On Tue, 12 Nov 2013 17:47:26 -0800 Matthew Brush mbrush@codebrainz.ca wrote:
On 13-11-12 10:43 AM, Dimitar Zhekov wrote:
On Mon, 11 Nov 2013 01:31:35 -0800 Matthew Brush mbrush@codebrainz.ca wrote:
- An architecture that allows multi-threading to be used for non-GUI
tasks.
Another (perhaps more obvious) candidate here is file loading/saving, which is *way* easier than the parsing stuff since [...] and because Scintilla and GIO make this quite easy (probably wouldn't even require threads but just mainloop/async stuff).
We don't even have a proper saving with all GIO/GFile/whatever levels, because some people haven't completed even one level properly.
I didn't understand what this means?
We have several options to save a file in different ways, because all GLib stuff is either unreliable or has side effenct (owner and permissions change).
Slightly off-topic but Vala makes the async/GIO file stuff insanely easy and short to write as it has support for it built right into the language syntax.

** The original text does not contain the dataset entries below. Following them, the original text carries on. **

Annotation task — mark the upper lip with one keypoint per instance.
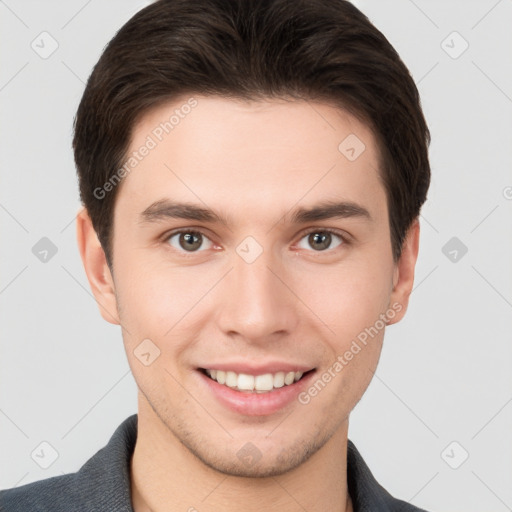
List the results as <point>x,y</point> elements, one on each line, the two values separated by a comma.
<point>258,369</point>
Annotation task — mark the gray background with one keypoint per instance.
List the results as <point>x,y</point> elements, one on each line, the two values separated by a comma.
<point>445,371</point>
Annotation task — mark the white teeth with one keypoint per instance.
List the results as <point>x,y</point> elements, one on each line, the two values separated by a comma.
<point>231,379</point>
<point>259,383</point>
<point>279,380</point>
<point>289,378</point>
<point>262,382</point>
<point>245,382</point>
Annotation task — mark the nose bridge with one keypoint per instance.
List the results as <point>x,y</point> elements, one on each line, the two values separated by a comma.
<point>256,303</point>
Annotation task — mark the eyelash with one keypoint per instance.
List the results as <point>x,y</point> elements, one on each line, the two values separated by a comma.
<point>343,237</point>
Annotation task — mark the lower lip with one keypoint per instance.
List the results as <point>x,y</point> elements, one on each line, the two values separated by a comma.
<point>256,404</point>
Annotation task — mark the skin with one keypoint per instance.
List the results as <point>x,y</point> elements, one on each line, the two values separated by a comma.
<point>253,163</point>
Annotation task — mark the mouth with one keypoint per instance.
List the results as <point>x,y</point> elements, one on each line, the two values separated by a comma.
<point>255,384</point>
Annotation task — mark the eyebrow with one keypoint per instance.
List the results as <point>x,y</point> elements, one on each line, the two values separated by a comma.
<point>166,209</point>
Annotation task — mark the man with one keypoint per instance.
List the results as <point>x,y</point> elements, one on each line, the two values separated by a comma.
<point>252,174</point>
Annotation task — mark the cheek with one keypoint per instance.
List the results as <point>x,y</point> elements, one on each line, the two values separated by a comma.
<point>347,298</point>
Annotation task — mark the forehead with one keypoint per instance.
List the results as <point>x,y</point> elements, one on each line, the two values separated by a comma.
<point>253,155</point>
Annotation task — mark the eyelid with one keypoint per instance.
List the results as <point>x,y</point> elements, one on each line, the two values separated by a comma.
<point>345,237</point>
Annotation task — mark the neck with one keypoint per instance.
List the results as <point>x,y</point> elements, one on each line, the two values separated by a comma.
<point>166,476</point>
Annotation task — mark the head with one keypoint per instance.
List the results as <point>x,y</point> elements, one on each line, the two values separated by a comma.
<point>286,141</point>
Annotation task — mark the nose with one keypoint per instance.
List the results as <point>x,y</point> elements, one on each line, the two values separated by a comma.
<point>258,303</point>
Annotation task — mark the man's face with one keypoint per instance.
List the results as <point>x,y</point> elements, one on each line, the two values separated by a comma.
<point>266,292</point>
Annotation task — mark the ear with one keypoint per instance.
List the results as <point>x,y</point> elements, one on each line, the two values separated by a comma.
<point>403,277</point>
<point>96,267</point>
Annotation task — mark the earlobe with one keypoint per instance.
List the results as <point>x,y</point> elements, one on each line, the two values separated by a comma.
<point>96,267</point>
<point>403,276</point>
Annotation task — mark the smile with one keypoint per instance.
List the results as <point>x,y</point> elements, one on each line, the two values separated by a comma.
<point>264,383</point>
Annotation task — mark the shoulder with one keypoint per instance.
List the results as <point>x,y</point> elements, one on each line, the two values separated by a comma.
<point>54,494</point>
<point>366,493</point>
<point>102,483</point>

GLib-based, right? Well, at least we'll have only one (GIO) set of problems to worry about.
- Language specific assistance, such as indentation, or dynamic error
marking and intelligent autocompletes. [...]

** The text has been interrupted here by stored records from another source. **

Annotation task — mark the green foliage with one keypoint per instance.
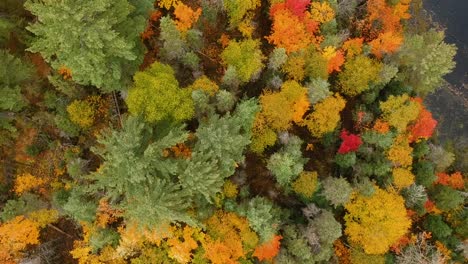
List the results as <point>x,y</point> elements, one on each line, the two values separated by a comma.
<point>424,172</point>
<point>79,205</point>
<point>220,145</point>
<point>316,65</point>
<point>446,198</point>
<point>441,158</point>
<point>264,217</point>
<point>103,237</point>
<point>24,205</point>
<point>336,190</point>
<point>318,89</point>
<point>436,225</point>
<point>156,96</point>
<point>137,170</point>
<point>237,9</point>
<point>14,73</point>
<point>245,57</point>
<point>297,247</point>
<point>177,48</point>
<point>277,58</point>
<point>426,58</point>
<point>327,229</point>
<point>288,162</point>
<point>415,197</point>
<point>358,74</point>
<point>225,101</point>
<point>420,149</point>
<point>101,47</point>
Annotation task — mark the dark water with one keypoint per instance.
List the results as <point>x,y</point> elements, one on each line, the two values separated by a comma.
<point>449,104</point>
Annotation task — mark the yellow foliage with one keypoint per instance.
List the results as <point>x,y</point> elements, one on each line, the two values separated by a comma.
<point>399,111</point>
<point>181,250</point>
<point>400,152</point>
<point>402,178</point>
<point>17,234</point>
<point>322,12</point>
<point>44,217</point>
<point>230,189</point>
<point>295,67</point>
<point>186,16</point>
<point>353,47</point>
<point>306,184</point>
<point>326,116</point>
<point>329,52</point>
<point>229,238</point>
<point>376,222</point>
<point>27,182</point>
<point>167,4</point>
<point>205,84</point>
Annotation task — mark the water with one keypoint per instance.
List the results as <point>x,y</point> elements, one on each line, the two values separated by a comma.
<point>449,104</point>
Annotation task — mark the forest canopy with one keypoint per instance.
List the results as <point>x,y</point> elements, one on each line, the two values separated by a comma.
<point>235,131</point>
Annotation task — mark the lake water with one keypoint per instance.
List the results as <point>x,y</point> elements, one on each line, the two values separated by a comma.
<point>449,105</point>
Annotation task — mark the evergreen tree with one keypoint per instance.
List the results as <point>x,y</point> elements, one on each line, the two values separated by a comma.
<point>100,46</point>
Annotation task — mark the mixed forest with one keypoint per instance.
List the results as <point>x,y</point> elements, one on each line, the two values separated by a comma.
<point>235,131</point>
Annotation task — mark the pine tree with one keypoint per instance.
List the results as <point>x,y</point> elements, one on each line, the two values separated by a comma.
<point>101,46</point>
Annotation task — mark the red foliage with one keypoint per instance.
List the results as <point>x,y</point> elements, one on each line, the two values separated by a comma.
<point>334,64</point>
<point>455,180</point>
<point>350,142</point>
<point>268,250</point>
<point>424,125</point>
<point>297,7</point>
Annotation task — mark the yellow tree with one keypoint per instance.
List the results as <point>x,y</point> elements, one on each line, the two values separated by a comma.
<point>326,116</point>
<point>376,222</point>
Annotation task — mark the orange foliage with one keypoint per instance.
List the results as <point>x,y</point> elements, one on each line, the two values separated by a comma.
<point>455,180</point>
<point>381,126</point>
<point>335,63</point>
<point>16,235</point>
<point>106,214</point>
<point>181,250</point>
<point>186,17</point>
<point>289,31</point>
<point>27,182</point>
<point>342,252</point>
<point>424,125</point>
<point>268,250</point>
<point>229,238</point>
<point>65,72</point>
<point>387,42</point>
<point>353,47</point>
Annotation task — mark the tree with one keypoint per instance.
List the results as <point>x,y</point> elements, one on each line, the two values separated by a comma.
<point>288,163</point>
<point>350,142</point>
<point>220,144</point>
<point>306,184</point>
<point>336,190</point>
<point>399,111</point>
<point>358,75</point>
<point>268,250</point>
<point>245,57</point>
<point>290,31</point>
<point>326,116</point>
<point>229,238</point>
<point>157,96</point>
<point>186,16</point>
<point>14,74</point>
<point>102,47</point>
<point>426,58</point>
<point>238,9</point>
<point>376,222</point>
<point>16,235</point>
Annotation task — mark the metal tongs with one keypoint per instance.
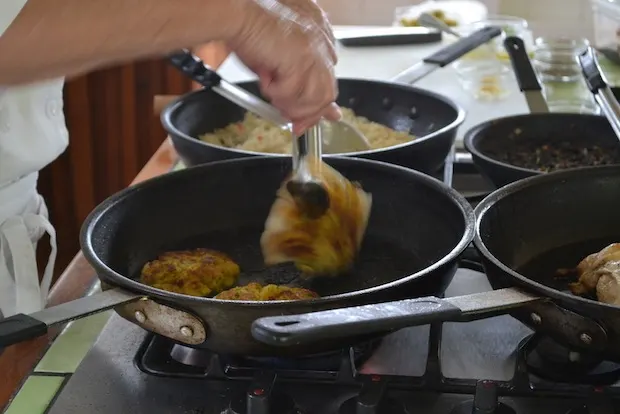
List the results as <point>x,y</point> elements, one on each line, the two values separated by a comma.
<point>305,187</point>
<point>599,87</point>
<point>338,136</point>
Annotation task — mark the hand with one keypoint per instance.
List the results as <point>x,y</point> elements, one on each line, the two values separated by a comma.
<point>293,54</point>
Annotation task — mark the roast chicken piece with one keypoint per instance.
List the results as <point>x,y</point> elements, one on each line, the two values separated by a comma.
<point>600,273</point>
<point>323,246</point>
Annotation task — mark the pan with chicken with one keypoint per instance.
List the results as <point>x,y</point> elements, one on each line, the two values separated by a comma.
<point>598,275</point>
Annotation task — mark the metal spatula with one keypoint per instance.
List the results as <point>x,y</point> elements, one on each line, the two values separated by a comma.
<point>338,136</point>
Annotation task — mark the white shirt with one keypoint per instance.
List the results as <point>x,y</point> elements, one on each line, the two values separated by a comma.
<point>32,134</point>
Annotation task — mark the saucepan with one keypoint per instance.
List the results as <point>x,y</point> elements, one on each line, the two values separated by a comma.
<point>432,118</point>
<point>418,228</point>
<point>511,148</point>
<point>525,232</point>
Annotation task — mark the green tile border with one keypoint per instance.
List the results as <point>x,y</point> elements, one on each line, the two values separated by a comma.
<point>36,395</point>
<point>71,346</point>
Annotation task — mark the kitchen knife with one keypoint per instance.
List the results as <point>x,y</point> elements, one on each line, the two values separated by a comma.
<point>388,36</point>
<point>448,54</point>
<point>526,77</point>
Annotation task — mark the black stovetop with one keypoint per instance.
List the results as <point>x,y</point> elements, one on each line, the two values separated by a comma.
<point>439,369</point>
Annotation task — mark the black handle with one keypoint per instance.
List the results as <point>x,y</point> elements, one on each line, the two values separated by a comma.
<point>288,330</point>
<point>591,70</point>
<point>194,68</point>
<point>467,44</point>
<point>19,328</point>
<point>526,77</point>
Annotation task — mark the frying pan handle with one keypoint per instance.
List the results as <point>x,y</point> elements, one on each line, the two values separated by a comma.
<point>526,77</point>
<point>194,68</point>
<point>598,86</point>
<point>457,49</point>
<point>19,328</point>
<point>289,330</point>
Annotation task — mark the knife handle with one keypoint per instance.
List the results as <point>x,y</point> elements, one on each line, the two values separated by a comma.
<point>526,77</point>
<point>591,70</point>
<point>451,53</point>
<point>194,68</point>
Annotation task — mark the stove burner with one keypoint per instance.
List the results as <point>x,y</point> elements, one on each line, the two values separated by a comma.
<point>328,361</point>
<point>160,356</point>
<point>261,400</point>
<point>551,361</point>
<point>372,400</point>
<point>484,401</point>
<point>469,407</point>
<point>579,410</point>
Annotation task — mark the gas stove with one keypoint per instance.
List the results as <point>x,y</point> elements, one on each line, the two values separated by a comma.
<point>495,365</point>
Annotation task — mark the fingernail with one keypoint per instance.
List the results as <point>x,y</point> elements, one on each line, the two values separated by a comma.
<point>338,112</point>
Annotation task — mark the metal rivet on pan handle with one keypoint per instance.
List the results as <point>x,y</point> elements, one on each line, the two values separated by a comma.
<point>165,321</point>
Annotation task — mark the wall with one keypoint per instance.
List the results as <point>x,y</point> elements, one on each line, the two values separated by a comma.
<point>113,133</point>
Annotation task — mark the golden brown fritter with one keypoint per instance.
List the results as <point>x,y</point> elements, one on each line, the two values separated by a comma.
<point>318,246</point>
<point>256,292</point>
<point>198,272</point>
<point>599,273</point>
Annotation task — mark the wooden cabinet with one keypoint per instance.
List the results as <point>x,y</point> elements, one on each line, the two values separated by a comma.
<point>113,133</point>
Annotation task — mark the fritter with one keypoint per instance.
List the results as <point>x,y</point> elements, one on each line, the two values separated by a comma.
<point>256,292</point>
<point>198,272</point>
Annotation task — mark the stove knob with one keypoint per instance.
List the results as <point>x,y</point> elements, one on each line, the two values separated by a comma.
<point>485,398</point>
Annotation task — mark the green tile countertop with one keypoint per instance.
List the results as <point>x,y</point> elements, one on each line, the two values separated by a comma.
<point>65,354</point>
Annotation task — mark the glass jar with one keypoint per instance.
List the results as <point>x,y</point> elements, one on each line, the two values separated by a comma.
<point>556,60</point>
<point>570,98</point>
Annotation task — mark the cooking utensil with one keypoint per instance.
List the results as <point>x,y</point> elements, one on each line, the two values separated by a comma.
<point>417,230</point>
<point>431,117</point>
<point>600,89</point>
<point>339,135</point>
<point>305,187</point>
<point>430,21</point>
<point>531,130</point>
<point>570,206</point>
<point>448,55</point>
<point>388,36</point>
<point>527,79</point>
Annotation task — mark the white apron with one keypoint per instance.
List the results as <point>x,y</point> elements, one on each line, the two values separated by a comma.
<point>32,134</point>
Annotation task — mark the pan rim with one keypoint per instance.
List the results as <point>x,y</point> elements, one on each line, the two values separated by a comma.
<point>472,135</point>
<point>166,115</point>
<point>124,282</point>
<point>492,199</point>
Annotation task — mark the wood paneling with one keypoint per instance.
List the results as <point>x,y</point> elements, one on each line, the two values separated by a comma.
<point>113,133</point>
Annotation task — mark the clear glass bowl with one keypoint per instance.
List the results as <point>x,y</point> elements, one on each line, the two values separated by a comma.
<point>485,80</point>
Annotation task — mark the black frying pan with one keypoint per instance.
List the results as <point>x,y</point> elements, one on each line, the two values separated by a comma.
<point>524,135</point>
<point>524,233</point>
<point>418,227</point>
<point>429,116</point>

A way for plugins to "handle" certain filetypes so that plugins can be loaded/unloaded as a filetype is used in a document and unload when no documents currently use it or something.
Nice idea, but why? It's not like they eat a lot of resources, and constantly (un)loading plugins has it's cost too.
So they don't have to connect to every single document and notebook signal and only activate themselves when a specific filetype is opened/closed/saved/etc and de-activate themsleves when the tab switches and stuff.
Don't worry, gtk+3 will waste more time than all the current plugins together.
What's more it would/could provide some form of conflict resolution over which plugins are handling which filetypes and stuff. This is especially useful since we're talking about "language support plugins", not run-of-the-mill existing Geany plugins which just (can) stomp all over each other and Geany anyway :)
We'll be lucky if these _future_ plugins provide so much functionality as to have conflicts over specific file types.
The last time I checked, Geany + Scintilla with GTK+3 flickered on my machine. By the time they fix this, GTK+3 may drop or deprecate so many non-GNOME-3 features that I'll simply switch to Qt-based GUI.
It works fine here with Scintilla, FWIW.
You forgot the obligatory "YMMV". Should I make a video clip and post it? :)
GTK3 overall definitively feels a little slower and some of the new "touch friendly" dialogs and stuff are kind of annoying, but I mean barring completely switching toolkits (unlikely) or writing our own cross-platform wrapper toolkit (infeasible), it's what we're stuck with for the future, so why fight it kicking and screaming?
Because it's slower and annoying? Because we don't know what funny thing the gtk+ devs will do tommorow? The more I think about it, the more a transision to KDE seems a good idea.
- Drop Scintilla and use GtkSourceView. I'll just enumerate the reasons
that come to mind, in no particular order:
[...]
Nice points. But long time ago, I chose Geany specifically because it provided rectangular selections, and the GtkSourceView based editors did not - and still don't. Maybe in the next century?.. Of course, both rectangular selection and virtual space in Scintilla are afterthought and implemented as hacks, but they work.
Yeah, and rectangular selection is definitively a valid point, but I think we shouldn't rule out listing (on the wiki or wherever this discussion winds up) the pros and cons of each and seeing what comes.
The rectangular selection is a must have for me, as I'm using Geany for a general purpose editor as well.
We wouldn't have to use the latest greatest version of GtkSourceView, although I don't see why not (assuming we're sticking with GTK+), since that project is all about making a kick-ass powerful, flexible, GTK+ friendly source code editing component.
It's really disheartening to see it lacking features that the MS-DOS editors in the 80-s had. I mean it, no sarcasm here.
- Automatically-bindable plugin API that we officially support for
multiple languages. Writing plugins in C is crap, IMO.
It depends on the need for speed. A GeanyInsertNum, GeanyExtraSel or Scope in <insert your favorite interpreter here> would be pointless.
What does Scope do that it needs hard-core low-level speed for?
The message loop and processing.
Or the other plugins?
Nothing. After the rectangular selection was rewritten in Scintilla 2.x, it became so slow than even a shell script will not make any difference.